A term coined by Sara Ruddick (1980; 1995), maternal thinking refers to the values, intellectual capacities, and metaphysical attitudes that may arise from the daily work of mothering children, whether that work is done by women or men or by biological or adoptive mothers. In developing this concept, Ruddick drew on the philosophical traditions of Wittgenstein, Winch, and Habermas, which treat thought as arising from social practice. At the same time, she contributed to the strong current within 1970s and 1980s feminist scholarship that highlights the value of activities conventionally associated with women.

Maternal practice, Ruddick argues, is governed by three universal but culturally and historically shaped “demands” of children. First, children demand preservation. Protecting a child in the face of life's fragility produces the attitude of “holding,” of viewing the world with an eye toward keeping the child safe, knowing one cannot completely control the environment. Second, children demand nurturance. Helping the child grow physically, intellectually, and emotionally requires the capacity to welcome and understand complex, unpredictable change, both in children and in oneself. Third, children demand training so that they may achieve social acceptance. Fostering the child's moral and social development requires cultivating openness to the child's potential, including the child's potential difference from oneself. A mother also needs to model conscientiousness, resisting blind acceptance of her community's values.

Ruddick emphasizes that mothers are not inherently peaceful; some mothers neglect or abuse their children, and many mothers support the military actions of their sons, lovers, and states. Nonetheless, she proposes that maternal thought can be a resource for peacemaking. Drawing on the ideas of Gandhi and Martin Luther King Jr., she identifies four principles that may arise from efforts to protect, nurture, and train children: renouncing violence against the vulnerable, resisting injustice in one's home or community, seeking reconciliation while holding people responsible for their actions, and keeping the peace when justice has been attained.

The greatest challenge for maternal thought is moving beyond protecting, nurturing, and training one's own children at the expense of others, thereby perpetuating racism, classism, and other forms of injustice and violence. And yet Ruddick finds that maternal thought can be a resource for a broader politics of resistance. For example, the Madres of Argentina, who resisted their government's kidnapping, torturing, and murdering of “the disappeared,” connected their fight for their children to the violence others suffer worldwide. Ruddick also claims that when mothers develop a feminist consciousness, they come to see clearly the harm they have suffered as well as inflicted on others, and they may come to understand connections between those forms of violence and state-sponsored violence.

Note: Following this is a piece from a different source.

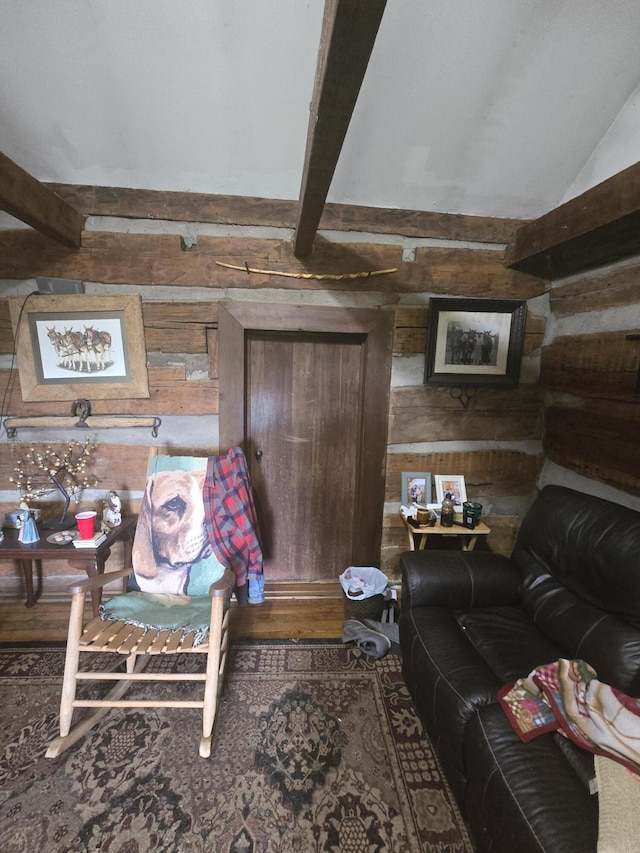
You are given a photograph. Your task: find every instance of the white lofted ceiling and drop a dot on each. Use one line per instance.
(485, 107)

While feminism itself does not necessarily oppose all forms of violence, a maternal politics informed by feminism encourages the extension of local concerns to a global concern for all children.

In theorizing maternal thinking, Ruddick claims universality not for mothers' situations but for children's demands for preservation, nurturance, and training. She also acknowledges that she theorizes as a white, heterosexual, partnered, middle-class American woman. Some feminist critics, however, find that Ruddick's theorizing slips too easily into generalizing from privileged mothers' circumstances. Patricia Hill Collins, for instance, developed the concept of motherwork based on the experiences of poor and working-class mothers of color in American society. These mothers struggle for their children's survival, teach their children to preserve their identities in a racist society, and fight for empowerment in a society that exploits their labor.